Yes, today marked the official premiere of Glenn Beck, the new talk show hosted on the online-only GBTV. The chalkboard’s still there. The tears were still there. Heck, even the Goldline ads were still there. So what’s the difference now that we’re flipping on Beck with the click of a mouse instead of a remote?
Well, the biggest difference is obvious. Or should I say the “longest difference?” The show is two hours, double the length of his Fox News show. Because of this change, the program has taken a necessary step in bumping up the amount of contributors. Don’t get me wrong. Beck is still the star and 80% of the words coming out of the computer’s speakers were spoken by him, however, there are now full news headlines delivered by The Blaze’s Amy Holmes, jokes from Brian Sack (who I was glad to see kept the “B. S. of A” title), and a full segment from Eric Stakelbeck on disproving the narrative that Muslims have been oppressed by American Islamophobes in the past decade (Did you know there were 12,000 mosques in the country on 9/11 and now there are 2,000! That’s more mosques! Oppressed my ass).
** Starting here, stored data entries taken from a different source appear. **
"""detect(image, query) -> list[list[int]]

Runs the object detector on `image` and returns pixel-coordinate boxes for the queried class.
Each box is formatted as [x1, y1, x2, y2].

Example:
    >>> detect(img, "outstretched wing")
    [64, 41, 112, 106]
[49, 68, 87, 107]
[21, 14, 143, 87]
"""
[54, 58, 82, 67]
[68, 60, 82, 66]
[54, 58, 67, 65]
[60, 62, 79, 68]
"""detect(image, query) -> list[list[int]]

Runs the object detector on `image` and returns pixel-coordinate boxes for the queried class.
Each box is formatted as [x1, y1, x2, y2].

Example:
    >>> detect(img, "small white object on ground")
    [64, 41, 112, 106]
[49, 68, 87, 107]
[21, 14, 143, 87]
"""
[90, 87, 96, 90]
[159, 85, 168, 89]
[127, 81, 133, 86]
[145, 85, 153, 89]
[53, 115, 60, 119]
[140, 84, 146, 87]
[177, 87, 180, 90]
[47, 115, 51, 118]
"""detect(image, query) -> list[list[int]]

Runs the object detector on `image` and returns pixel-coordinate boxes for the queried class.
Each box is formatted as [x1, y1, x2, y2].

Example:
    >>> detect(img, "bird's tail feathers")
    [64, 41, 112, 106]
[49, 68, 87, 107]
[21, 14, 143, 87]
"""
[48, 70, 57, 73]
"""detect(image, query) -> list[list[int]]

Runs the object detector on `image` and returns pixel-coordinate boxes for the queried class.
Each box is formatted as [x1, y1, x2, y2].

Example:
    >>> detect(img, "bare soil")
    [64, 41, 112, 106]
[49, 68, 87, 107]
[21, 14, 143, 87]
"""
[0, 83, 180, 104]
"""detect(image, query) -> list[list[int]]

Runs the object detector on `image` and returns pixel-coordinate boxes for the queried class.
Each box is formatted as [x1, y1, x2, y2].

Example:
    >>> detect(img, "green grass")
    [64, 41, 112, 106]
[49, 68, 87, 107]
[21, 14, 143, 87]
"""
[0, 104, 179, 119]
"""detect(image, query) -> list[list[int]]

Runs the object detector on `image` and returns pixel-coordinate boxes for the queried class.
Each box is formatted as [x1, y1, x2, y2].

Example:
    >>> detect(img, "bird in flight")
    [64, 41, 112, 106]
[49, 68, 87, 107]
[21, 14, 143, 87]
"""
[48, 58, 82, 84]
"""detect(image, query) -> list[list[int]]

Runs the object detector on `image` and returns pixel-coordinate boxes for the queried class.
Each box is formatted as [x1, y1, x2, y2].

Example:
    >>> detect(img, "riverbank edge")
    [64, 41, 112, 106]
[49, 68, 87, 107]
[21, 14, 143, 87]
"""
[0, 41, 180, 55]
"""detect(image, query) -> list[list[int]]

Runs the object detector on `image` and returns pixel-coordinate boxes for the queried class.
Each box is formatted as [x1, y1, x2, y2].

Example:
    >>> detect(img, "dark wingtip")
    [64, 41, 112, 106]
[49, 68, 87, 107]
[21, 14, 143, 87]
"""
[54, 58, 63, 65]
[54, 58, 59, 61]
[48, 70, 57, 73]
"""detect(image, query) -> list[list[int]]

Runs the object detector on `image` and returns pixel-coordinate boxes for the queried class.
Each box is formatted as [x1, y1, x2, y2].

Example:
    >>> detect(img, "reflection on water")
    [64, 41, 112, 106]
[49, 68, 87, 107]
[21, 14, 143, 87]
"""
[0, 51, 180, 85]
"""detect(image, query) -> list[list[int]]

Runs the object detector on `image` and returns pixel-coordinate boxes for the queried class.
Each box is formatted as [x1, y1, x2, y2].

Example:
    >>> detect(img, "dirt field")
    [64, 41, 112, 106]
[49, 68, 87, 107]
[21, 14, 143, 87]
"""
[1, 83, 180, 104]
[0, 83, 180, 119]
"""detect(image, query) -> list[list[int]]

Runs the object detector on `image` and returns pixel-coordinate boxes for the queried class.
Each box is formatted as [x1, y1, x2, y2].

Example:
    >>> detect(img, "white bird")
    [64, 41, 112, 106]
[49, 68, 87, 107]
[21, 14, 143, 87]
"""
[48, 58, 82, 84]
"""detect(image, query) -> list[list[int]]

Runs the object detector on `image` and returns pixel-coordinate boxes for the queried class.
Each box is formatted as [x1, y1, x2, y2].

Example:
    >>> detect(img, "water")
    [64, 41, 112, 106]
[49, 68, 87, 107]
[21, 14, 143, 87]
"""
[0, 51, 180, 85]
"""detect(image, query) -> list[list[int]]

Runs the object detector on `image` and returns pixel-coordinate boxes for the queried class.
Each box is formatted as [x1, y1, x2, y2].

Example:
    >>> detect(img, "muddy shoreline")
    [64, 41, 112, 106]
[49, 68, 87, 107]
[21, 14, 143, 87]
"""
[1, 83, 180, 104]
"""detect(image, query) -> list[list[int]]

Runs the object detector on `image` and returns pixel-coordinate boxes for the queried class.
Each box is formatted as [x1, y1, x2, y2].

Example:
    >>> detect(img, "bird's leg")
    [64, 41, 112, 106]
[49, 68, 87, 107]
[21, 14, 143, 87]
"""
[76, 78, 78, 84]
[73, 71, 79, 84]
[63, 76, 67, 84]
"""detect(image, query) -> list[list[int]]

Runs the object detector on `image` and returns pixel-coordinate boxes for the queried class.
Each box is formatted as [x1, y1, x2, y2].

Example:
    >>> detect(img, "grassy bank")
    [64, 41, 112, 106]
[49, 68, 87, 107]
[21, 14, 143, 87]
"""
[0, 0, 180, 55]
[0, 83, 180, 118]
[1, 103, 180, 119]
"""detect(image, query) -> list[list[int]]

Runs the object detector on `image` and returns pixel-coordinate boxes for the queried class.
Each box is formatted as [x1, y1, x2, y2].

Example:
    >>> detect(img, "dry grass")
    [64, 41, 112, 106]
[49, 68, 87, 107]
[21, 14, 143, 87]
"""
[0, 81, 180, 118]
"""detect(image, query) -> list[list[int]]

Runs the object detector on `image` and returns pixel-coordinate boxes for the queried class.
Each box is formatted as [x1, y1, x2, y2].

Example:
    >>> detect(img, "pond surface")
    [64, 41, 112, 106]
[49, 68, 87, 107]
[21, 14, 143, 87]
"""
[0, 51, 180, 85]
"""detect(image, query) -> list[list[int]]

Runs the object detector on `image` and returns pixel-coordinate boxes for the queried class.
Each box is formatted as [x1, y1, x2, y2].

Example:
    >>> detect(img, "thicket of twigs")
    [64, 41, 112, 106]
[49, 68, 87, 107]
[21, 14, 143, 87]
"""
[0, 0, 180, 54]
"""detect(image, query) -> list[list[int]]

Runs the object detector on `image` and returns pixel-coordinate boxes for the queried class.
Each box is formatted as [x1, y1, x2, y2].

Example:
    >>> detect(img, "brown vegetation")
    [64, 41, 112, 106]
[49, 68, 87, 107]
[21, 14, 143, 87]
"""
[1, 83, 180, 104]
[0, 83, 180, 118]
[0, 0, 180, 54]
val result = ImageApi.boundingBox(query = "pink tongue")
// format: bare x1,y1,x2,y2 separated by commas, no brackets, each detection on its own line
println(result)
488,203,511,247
The Stakelbeck appearance only adds to something I began feeling more and more as the show wore on. Over the past few months, we’ve wondered what exactly Beck was making in those shiny new offices. I’ve said that the distribution ideas put him on the forefront of media innovation, but what was the actual content going to be? As the program continued, it felt less like one opinion show during a night of programming and more like what it is, the centerpiece of an entire network, a conservative and religious network. A half hour in, I thought to myself, “My God, Beck’s created his own 700 Club!”
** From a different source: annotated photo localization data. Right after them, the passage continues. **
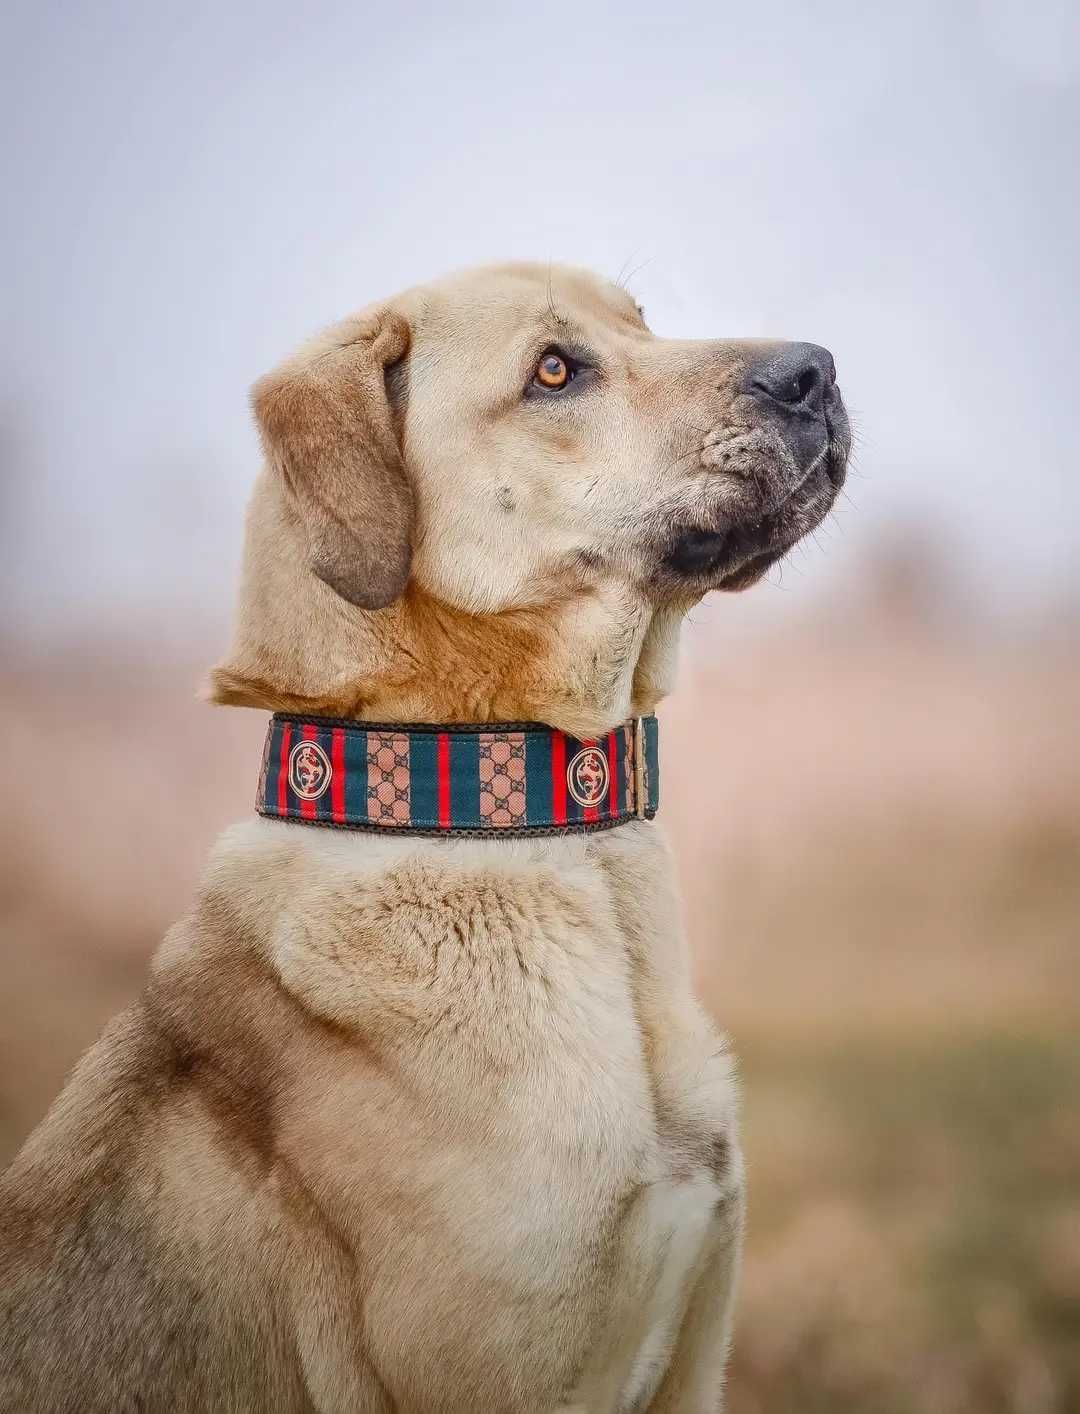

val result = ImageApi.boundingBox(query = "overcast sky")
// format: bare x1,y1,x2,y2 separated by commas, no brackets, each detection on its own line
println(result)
2,0,1078,641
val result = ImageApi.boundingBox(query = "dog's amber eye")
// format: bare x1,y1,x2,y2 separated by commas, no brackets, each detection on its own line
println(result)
535,352,570,390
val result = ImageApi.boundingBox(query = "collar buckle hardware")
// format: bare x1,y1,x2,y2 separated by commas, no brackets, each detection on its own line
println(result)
634,716,647,820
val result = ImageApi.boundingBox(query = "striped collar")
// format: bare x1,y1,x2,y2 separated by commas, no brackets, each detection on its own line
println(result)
256,714,659,836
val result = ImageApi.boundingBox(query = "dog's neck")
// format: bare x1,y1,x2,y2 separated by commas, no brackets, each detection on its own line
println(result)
213,581,683,738
211,474,686,735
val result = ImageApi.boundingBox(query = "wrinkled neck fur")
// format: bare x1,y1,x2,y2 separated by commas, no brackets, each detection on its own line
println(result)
210,475,683,734
212,584,680,737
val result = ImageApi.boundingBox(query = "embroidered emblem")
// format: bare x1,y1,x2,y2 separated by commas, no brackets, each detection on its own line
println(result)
367,732,411,826
289,740,332,801
479,733,527,827
567,746,608,808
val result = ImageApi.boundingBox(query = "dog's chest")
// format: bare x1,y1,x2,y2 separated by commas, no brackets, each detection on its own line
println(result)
404,932,732,1414
273,828,737,1411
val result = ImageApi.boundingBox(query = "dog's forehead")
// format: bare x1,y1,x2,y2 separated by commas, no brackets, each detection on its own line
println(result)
404,262,642,340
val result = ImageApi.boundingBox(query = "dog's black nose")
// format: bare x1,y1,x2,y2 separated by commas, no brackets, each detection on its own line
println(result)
745,342,836,414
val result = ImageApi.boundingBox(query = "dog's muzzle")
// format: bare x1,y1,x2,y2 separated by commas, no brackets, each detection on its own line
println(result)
661,340,850,588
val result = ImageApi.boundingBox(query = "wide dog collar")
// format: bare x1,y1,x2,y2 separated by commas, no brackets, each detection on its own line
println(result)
257,714,659,836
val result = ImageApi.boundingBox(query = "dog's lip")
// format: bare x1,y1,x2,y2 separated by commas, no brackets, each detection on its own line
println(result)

But this discussion of the differences shouldn’t distract from just how familiar most everything was. All in all, this was pretty much the show Beck left a few months ago only bigger and shinier. Even the font on the bumpers looked the same. And there were some of the same advertisers as well (It should be noted here, as Beck made a point to stress it, that the show has no sponsors except the subscribers. The commercials were for companies that had “underwritten” content and, therefore, would have no say on anything editorial because, as Beck put it, he’s “beholden to no one.”).
Now, when I say that the show looked just like his old show, I also meant that as a compliment to all of the technical aspects. If there’s one thing I can say, this certainly didn’t look like a “web series.” The set was huge and filled with all sorts of flashing technical doo-dads (including, yes, the three-sided chalk board). And while there were a few hiccups (the staging of a segment involving a number of 9/11 first responders was awkward, Holmes looked a little uncomfortable when the cameras kept her in frame during the first clip she threw to, and the show kept doing this weird split screen thing that seemed unnecessary), there were no more than any other live TV show.
So, what did Beck talk about? Well, much of the show focused on 9/11 and Muslims. Beck was apparently furious with the handling of the 9/11 anniversary proceedings yesterday, going so far as to say that they had “tainted” the entire memorial. He was furious that first responders and clergy weren’t invited as well as that the memorial lights only shone for a brief amount of time (“Were the lights too bright for the offices of CAIR?”). And there was an entire segment on the difference between “good Muslims” and “bad Muslims.” There was a whole lot of Muslim talk as well as history lessons you can “only get here” and dissing of the mainstream media. Beck even went so far as to claim that the networks refused to show actual footage of the Towers falling.
Um…did he watch any TV this weekend?
Anyway, it was typical Glenn Beck. So, if that’s what you’ve been missing, here it is. Only time will tell if this huge gamble for Beck will pay off.